Gibsonia is an unincorporated community and census-designated place in Richland Township, Allegheny County, in the U.S. state of Pennsylvania, north of the city of Pittsburgh.

It had a population of 2,785 at the 2020 Census. Its ZIP code is 15044.

==Geography==
Gibsonia is located in the central and southwest parts of Richland Township, 16 mi north of downtown Pittsburgh. The CDP's elevation is 1037 ft above sea level. Gibsonia appears on the Valencia U.S. Geological Survey Map. The area is in the Eastern time zone (GMT -5).

==History==

Gibsonia was named in honor of the Gibson family who settled the area; their original house was demolished in December 2019. The early history of Gibsonia is, naturally enough, interwoven with the history of the Gibson family. About the time of the Civil War, Charles Gibson Jr., built the first steam flour mill west of the Alleghenies on Grubbs Road. His granddaughter, Nancy Gibson James, recalls hearing her uncle tell of the farmers riding to the mill with sacks of grain across the saddles. The Gibson family homestead was built by her grandfather, Charles Gibson Jr., in 1839. Just below the former site of the home, near the railroad crossing, still remains the foundation of Charles Gibson's general store. This building, destroyed by fire in 1908, besides housing the store was also the first post office in Gibsonia. For about ten years before it burned it was in use as a mission of the Christian & Missionary Alliance Church.

The village was linked to Pittsburgh and Butler by the Pittsburgh and Butler Street Railway in 1907. The line closed in 1931, its services being replaced by buses along Route 8.
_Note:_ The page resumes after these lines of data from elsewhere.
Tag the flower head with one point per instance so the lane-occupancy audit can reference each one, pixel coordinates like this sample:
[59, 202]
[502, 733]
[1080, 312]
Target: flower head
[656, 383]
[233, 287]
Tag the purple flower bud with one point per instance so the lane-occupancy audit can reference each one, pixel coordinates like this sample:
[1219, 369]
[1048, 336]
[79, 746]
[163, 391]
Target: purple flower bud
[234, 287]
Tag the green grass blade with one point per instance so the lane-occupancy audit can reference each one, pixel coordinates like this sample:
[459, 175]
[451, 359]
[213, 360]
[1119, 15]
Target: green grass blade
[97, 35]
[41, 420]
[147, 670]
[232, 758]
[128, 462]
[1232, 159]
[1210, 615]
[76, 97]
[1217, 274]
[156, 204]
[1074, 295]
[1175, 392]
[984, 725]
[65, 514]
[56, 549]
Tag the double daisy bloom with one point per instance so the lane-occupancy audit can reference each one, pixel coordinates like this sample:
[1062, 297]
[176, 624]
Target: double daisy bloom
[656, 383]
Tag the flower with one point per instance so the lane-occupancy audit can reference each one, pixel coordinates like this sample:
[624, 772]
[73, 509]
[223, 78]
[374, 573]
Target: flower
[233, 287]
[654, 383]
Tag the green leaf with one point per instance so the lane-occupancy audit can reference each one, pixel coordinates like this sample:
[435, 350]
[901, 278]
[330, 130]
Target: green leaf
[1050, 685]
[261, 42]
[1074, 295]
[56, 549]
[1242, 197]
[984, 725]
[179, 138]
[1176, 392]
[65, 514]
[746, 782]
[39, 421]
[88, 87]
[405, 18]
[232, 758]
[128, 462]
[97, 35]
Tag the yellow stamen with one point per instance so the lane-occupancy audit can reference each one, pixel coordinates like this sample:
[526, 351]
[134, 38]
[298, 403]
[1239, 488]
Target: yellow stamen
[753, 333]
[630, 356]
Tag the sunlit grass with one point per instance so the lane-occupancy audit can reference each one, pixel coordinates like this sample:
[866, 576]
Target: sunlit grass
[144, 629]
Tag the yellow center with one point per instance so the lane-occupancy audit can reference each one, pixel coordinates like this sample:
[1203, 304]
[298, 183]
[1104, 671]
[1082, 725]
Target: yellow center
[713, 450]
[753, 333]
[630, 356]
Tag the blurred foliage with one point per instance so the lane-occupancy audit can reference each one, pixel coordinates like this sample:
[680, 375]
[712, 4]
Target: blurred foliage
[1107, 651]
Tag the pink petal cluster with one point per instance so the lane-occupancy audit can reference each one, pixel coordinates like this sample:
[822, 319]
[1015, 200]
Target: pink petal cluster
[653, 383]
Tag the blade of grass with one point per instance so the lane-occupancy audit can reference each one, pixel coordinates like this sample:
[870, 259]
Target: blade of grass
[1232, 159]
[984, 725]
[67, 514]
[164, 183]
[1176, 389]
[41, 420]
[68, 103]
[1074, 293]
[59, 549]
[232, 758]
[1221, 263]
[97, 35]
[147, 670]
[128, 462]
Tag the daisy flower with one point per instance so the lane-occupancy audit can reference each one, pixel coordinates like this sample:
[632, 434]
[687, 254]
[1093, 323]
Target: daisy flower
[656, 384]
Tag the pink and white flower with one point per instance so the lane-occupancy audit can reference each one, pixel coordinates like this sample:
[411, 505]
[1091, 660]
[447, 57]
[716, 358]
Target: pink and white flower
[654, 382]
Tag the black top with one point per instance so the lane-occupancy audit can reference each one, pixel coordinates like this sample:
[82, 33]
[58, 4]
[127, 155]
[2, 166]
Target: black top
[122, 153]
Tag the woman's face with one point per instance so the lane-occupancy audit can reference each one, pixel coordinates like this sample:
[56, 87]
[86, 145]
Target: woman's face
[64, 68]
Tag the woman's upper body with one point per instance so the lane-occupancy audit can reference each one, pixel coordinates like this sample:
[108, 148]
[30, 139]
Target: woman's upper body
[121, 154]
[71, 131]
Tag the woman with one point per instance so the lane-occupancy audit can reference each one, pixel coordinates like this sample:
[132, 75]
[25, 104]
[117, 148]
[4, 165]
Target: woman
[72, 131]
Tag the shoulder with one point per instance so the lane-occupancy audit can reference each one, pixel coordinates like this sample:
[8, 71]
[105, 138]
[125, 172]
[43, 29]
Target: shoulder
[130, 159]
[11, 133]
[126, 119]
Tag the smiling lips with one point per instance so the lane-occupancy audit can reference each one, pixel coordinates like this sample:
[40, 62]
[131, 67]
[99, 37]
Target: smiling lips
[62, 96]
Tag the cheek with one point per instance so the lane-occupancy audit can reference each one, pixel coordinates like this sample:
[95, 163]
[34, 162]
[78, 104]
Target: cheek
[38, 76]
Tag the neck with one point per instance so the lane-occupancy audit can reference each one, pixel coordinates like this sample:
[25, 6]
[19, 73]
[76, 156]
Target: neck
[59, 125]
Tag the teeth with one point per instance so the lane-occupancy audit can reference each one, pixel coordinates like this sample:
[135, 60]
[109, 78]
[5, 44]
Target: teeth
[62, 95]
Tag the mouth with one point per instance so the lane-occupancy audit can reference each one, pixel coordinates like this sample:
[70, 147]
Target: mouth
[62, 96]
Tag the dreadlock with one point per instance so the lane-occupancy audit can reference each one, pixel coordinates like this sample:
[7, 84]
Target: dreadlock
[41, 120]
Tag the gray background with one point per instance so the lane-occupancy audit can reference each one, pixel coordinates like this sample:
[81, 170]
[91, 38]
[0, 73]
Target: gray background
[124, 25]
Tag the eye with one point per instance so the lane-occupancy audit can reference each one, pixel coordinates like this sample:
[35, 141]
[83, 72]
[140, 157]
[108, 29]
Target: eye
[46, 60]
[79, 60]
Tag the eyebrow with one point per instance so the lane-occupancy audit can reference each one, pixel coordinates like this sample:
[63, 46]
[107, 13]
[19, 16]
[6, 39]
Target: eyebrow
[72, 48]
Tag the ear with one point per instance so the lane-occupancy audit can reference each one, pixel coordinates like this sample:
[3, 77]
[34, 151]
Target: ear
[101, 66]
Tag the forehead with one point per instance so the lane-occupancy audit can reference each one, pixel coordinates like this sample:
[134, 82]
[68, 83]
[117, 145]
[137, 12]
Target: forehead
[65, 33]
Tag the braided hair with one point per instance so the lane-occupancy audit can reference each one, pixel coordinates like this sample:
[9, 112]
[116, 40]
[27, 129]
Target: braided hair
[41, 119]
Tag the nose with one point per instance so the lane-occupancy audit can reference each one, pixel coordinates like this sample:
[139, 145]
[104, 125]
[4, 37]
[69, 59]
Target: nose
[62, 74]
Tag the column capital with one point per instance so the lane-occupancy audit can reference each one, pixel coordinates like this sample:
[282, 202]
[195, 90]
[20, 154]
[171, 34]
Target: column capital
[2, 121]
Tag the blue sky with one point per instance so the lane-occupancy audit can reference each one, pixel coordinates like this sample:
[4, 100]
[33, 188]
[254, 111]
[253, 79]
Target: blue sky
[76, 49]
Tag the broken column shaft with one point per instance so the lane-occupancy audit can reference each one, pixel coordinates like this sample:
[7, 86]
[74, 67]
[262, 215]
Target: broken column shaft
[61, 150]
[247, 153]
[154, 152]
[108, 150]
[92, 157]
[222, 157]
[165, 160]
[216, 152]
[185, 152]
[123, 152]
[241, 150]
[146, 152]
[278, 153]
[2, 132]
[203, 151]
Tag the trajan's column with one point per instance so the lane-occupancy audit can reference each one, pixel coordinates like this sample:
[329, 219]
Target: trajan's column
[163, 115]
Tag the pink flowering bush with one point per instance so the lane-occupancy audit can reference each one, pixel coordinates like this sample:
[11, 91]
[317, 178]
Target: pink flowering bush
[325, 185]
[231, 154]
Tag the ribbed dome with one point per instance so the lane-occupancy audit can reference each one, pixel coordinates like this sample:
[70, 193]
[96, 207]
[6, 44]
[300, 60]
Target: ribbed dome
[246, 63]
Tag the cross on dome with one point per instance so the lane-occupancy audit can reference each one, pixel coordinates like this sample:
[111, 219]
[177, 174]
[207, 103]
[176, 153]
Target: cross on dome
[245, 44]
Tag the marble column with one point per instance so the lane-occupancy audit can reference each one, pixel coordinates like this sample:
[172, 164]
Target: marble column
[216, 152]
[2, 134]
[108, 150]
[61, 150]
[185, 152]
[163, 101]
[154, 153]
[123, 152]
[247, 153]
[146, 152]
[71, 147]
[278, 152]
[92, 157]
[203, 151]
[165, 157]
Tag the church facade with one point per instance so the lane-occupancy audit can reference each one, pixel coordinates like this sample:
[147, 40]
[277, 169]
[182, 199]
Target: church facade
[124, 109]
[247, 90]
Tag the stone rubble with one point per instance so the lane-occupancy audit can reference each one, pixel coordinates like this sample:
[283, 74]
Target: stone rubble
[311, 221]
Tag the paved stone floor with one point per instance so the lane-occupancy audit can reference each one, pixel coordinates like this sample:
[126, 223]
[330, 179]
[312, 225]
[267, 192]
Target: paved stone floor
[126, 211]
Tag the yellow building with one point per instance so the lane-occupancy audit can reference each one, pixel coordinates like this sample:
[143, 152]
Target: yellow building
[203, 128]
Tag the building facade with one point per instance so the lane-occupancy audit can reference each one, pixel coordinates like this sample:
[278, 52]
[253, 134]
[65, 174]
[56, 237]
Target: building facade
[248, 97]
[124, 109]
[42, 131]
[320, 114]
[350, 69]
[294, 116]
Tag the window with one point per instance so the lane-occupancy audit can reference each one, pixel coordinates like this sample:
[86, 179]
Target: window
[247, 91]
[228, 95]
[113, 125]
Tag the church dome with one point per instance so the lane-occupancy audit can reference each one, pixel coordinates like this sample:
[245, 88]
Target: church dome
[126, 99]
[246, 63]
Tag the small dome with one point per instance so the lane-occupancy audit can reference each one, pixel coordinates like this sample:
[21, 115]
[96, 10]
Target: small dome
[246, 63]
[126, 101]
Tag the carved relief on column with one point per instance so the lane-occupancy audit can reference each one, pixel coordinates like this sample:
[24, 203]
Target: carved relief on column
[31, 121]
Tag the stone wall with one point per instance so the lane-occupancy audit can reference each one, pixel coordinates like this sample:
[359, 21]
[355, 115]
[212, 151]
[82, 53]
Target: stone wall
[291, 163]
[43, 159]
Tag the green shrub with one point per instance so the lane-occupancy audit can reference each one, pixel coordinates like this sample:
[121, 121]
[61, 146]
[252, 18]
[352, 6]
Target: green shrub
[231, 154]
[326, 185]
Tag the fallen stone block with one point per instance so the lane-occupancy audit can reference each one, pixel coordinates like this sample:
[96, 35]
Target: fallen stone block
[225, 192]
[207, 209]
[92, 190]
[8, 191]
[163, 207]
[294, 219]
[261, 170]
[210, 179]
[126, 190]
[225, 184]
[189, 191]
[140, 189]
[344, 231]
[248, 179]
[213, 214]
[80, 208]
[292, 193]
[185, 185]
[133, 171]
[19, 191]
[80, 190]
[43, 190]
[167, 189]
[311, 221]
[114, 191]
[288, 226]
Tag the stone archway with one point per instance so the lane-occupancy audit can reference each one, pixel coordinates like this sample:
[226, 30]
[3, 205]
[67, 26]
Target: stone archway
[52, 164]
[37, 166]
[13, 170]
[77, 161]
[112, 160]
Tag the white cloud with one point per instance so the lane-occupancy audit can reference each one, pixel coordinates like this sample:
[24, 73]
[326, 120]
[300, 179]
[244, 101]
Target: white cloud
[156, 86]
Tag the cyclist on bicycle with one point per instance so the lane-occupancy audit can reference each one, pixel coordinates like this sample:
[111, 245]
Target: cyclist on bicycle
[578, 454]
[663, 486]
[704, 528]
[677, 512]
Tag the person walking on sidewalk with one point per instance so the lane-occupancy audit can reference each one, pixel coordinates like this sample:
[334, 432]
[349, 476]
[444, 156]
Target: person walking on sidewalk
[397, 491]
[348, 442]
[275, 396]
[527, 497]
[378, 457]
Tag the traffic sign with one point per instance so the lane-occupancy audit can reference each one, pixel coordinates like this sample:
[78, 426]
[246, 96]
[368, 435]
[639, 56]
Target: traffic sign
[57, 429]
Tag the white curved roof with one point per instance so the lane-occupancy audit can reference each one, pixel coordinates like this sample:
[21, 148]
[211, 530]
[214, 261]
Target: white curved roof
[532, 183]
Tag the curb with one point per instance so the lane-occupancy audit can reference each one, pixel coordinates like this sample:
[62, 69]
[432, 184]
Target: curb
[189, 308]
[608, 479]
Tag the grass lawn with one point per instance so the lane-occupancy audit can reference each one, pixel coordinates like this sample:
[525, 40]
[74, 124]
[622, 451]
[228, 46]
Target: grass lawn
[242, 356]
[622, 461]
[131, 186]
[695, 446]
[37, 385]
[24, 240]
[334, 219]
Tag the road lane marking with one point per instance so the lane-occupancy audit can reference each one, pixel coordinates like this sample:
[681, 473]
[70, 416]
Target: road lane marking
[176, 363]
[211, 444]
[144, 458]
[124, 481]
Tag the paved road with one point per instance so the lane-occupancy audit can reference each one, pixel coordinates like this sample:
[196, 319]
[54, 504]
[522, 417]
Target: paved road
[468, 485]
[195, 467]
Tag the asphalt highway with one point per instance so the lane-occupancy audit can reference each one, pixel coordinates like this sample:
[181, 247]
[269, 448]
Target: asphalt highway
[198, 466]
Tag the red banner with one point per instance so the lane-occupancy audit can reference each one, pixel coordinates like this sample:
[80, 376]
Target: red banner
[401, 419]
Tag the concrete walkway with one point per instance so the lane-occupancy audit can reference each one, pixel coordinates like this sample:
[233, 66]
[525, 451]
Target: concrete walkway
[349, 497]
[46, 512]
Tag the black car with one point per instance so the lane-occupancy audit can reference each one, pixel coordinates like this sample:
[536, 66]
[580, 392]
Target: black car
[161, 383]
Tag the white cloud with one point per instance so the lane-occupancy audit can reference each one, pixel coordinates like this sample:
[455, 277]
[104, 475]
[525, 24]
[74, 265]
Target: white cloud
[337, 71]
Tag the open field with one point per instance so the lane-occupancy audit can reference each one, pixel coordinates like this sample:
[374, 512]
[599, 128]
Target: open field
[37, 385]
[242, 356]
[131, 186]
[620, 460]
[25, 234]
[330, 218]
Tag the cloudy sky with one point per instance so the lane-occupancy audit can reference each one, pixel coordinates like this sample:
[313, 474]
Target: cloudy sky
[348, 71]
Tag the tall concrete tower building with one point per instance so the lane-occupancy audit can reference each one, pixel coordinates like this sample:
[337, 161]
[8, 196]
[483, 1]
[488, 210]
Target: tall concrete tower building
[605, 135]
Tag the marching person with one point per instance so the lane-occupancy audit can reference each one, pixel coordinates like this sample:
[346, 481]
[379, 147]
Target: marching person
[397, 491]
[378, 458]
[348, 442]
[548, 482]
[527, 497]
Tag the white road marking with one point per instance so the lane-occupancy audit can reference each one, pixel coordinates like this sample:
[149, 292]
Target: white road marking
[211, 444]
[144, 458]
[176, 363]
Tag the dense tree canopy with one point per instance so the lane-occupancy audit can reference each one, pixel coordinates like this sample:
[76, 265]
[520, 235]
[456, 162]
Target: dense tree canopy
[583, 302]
It is the home of the Western Pennsylvania Model Railroad Museum.

Historical population
| Census | Pop. | Note | %± |
| 2010 | 2,733 |  | — |
| 2020 | 2,785 |  | 1.9% |
U.S. Decennial Census

==Education==

The area around Gibsonia is mainly located in the Pine-Richland School District, as well as the Hampton Township School District, North Allegheny School District, Deer Lakes School District, and a small portion of the Mars Area School District. According to Greatschools.com, Pine-Richland School District ranks 10/10, Hampton Township School District ranks 10/10, Deer Lakes School District ranks 7/10, and Mars Area School District ranks 9/10 based on academic performance on state tests.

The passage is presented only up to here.